ARMAGEDDON 2419 A.D.
By Philip Francis Nowlan
Armageddon 2419 A.D. features the introduction of Anthony 'Buck' Rogers, the famous sci-fi adventure hero of early comics, radio, and tv shows. Originally published in Amazing Stories in 1928, this novella was later combined with Nowlan's sequel, The Airlords of Han, and re-published under this same title in the 1960s. In Armageddon 2419 A.D., we follow Buck Rogers and his mysterious transportation to far-future America. The land has been conquered by the evil Han Empire centuries ago, and the local Americans, scattered into competing gangs, are now starting a rebellion. Buck meets the leaders of one of the gangs and is swept up in the events.
MY first glimpse of a human being of the 25th Century was obtained through a portion of woodland where the trees were thinly scattered, with a dense forest beyond.
I had been wandering along aimlessly, and hopelessly, musing over my strange fate, when I noticed a figure that cautiously backed out of the dense growth across the glade. I was about to call out joyfully, but there was something furtive about the figure that prevented me.
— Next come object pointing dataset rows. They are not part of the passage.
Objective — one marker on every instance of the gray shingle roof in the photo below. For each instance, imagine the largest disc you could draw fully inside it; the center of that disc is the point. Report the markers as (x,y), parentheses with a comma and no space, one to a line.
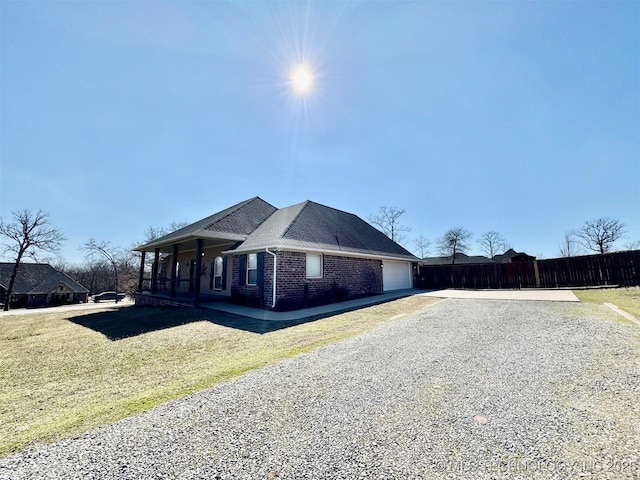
(312,226)
(234,223)
(36,278)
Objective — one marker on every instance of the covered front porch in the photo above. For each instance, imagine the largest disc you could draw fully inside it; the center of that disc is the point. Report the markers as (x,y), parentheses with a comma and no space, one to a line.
(186,269)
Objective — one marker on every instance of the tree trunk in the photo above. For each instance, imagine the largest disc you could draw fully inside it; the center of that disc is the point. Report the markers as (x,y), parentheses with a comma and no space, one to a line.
(12,280)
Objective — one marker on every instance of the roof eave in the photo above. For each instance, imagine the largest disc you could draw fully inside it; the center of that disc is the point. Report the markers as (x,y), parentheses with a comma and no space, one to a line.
(327,251)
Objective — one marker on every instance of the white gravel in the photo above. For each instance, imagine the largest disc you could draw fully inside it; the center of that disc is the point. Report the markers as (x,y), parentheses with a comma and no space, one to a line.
(466,389)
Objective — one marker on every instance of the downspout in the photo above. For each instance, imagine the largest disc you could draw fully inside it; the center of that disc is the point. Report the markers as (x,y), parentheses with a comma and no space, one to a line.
(275,275)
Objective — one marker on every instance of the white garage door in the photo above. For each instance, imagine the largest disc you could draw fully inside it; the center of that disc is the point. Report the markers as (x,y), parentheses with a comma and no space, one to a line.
(396,275)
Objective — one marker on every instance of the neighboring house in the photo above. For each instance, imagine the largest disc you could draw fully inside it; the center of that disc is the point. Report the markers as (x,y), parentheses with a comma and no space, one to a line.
(461,259)
(510,256)
(289,258)
(39,285)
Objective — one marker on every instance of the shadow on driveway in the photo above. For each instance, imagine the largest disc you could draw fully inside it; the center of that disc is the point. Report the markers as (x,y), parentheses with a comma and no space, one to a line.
(133,321)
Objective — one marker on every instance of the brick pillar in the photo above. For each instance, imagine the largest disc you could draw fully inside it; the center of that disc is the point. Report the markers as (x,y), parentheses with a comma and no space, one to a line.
(174,270)
(196,298)
(154,272)
(141,277)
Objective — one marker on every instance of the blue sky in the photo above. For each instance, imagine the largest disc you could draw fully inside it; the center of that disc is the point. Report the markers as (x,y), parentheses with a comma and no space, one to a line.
(518,117)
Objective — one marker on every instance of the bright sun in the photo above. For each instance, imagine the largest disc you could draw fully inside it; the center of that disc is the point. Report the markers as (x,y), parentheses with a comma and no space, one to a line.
(301,79)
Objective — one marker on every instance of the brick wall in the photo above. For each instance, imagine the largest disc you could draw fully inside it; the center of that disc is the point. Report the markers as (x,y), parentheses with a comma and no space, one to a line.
(342,278)
(252,295)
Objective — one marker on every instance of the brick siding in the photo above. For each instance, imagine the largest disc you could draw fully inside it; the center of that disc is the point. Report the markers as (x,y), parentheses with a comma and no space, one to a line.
(342,278)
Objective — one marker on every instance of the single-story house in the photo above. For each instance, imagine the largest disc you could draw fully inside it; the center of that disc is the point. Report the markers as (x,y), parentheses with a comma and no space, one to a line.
(39,285)
(256,254)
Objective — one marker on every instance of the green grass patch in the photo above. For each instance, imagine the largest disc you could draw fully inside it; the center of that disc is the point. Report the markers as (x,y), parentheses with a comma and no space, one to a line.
(64,373)
(627,299)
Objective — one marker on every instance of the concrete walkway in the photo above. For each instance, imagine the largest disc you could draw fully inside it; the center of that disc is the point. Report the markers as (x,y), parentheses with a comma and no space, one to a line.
(533,294)
(341,307)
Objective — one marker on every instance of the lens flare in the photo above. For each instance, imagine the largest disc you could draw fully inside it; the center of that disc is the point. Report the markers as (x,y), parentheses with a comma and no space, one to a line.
(301,79)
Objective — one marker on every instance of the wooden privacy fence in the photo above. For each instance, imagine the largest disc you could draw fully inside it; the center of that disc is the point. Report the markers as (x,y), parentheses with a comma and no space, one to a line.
(620,268)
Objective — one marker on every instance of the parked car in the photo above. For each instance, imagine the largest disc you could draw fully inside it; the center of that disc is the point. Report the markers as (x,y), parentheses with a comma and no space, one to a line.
(101,297)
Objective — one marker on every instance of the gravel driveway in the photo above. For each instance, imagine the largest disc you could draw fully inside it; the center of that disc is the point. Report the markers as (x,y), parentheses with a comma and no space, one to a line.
(465,389)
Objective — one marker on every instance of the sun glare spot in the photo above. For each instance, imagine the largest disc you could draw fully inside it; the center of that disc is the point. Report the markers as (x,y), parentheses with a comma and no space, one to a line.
(301,79)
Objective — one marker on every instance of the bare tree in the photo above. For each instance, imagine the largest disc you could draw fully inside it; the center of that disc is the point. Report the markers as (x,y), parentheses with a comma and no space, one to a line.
(600,234)
(633,245)
(491,243)
(28,234)
(94,248)
(569,248)
(453,242)
(154,233)
(422,245)
(388,221)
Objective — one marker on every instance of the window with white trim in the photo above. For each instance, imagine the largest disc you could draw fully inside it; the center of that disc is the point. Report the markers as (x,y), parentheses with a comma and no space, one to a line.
(314,265)
(252,269)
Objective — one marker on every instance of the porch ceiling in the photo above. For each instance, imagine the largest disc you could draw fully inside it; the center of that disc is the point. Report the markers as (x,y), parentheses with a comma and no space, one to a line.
(189,244)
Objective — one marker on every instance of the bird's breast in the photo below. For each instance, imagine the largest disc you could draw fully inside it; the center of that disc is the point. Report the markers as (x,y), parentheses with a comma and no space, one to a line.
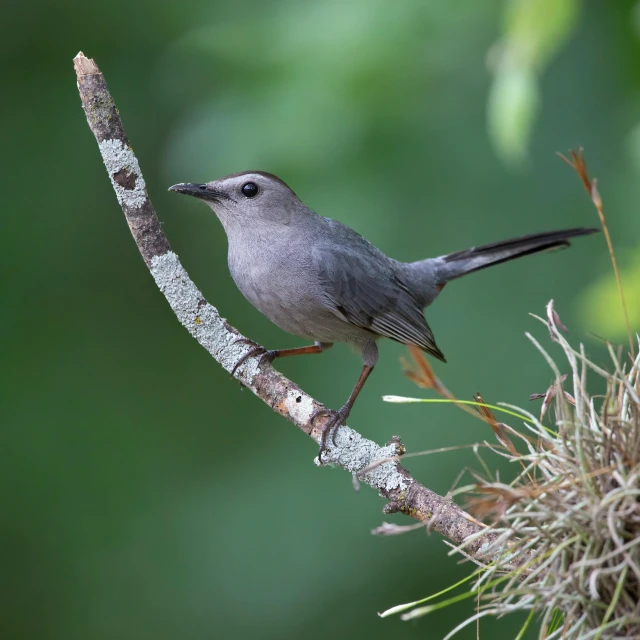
(282,285)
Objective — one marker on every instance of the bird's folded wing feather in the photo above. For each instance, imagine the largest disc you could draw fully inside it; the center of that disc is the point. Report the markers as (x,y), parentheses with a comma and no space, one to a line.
(363,289)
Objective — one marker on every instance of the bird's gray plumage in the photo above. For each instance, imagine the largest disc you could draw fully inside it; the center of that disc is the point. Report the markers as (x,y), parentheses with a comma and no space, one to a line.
(317,278)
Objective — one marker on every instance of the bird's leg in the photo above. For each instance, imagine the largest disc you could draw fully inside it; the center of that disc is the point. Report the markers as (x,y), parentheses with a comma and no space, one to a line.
(338,417)
(270,355)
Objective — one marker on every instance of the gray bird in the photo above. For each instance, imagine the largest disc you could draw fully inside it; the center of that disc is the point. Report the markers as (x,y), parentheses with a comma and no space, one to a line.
(318,279)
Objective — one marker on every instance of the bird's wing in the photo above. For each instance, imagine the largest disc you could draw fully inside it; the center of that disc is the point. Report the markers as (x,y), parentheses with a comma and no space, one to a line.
(362,288)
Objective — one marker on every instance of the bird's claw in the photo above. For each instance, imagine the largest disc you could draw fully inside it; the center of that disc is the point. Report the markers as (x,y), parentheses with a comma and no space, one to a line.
(336,419)
(256,349)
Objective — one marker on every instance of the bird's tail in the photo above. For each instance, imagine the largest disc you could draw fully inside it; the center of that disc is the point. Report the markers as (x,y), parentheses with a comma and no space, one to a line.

The boy's attention (for it seemed to be a lad of fifteen or sixteen) was centered tensely on the heavy growth of trees from which he had just emerged.
He was clad in rather tight-fitting garments entirely of green, and wore a helmet-like cap of the same color. High around his waist he wore a broad, thick belt, which bulked up in the back across the shoulders, into something of the proportions of a knapsack.
As I was taking in these details, there came a vivid flash and heavy detonation, like that of a hand grenade, not far to the left of him. He threw up an arm and staggered a bit in a queer, gliding way; then he recovered himself and slipped cautiously away from the place of the explosion, crouching slightly, and still facing the denser part of the forest. Every few steps he would raise his arm, and point into the forest with something he held in his hand. Wherever he pointed there was a terrific explosion, deeper in among the trees. It came to me then that he was shooting with some form of pistol, though there was neither flash nor detonation from the muzzle of the weapon itself.
After firing several times, he seemed to come to a sudden resolution, and turning in my general direction, leapedto my amazement sailing through the air between the sparsely scattered trees in such a jump as I had never in my life seen before. That leap must have carried him a full fifty feet, although at the height of his arc, he was not more than ten or twelve feet from the ground.
When he alighted, his foot caught in a projecting root, and he sprawled gently forward. I say "gently" for he did not crash down as I expected him to do. The only thing I could compare it with was a slow-motion cinema, although I had never seen one in which horizontal motions were registered at normal speed and only the vertical movements were slowed down.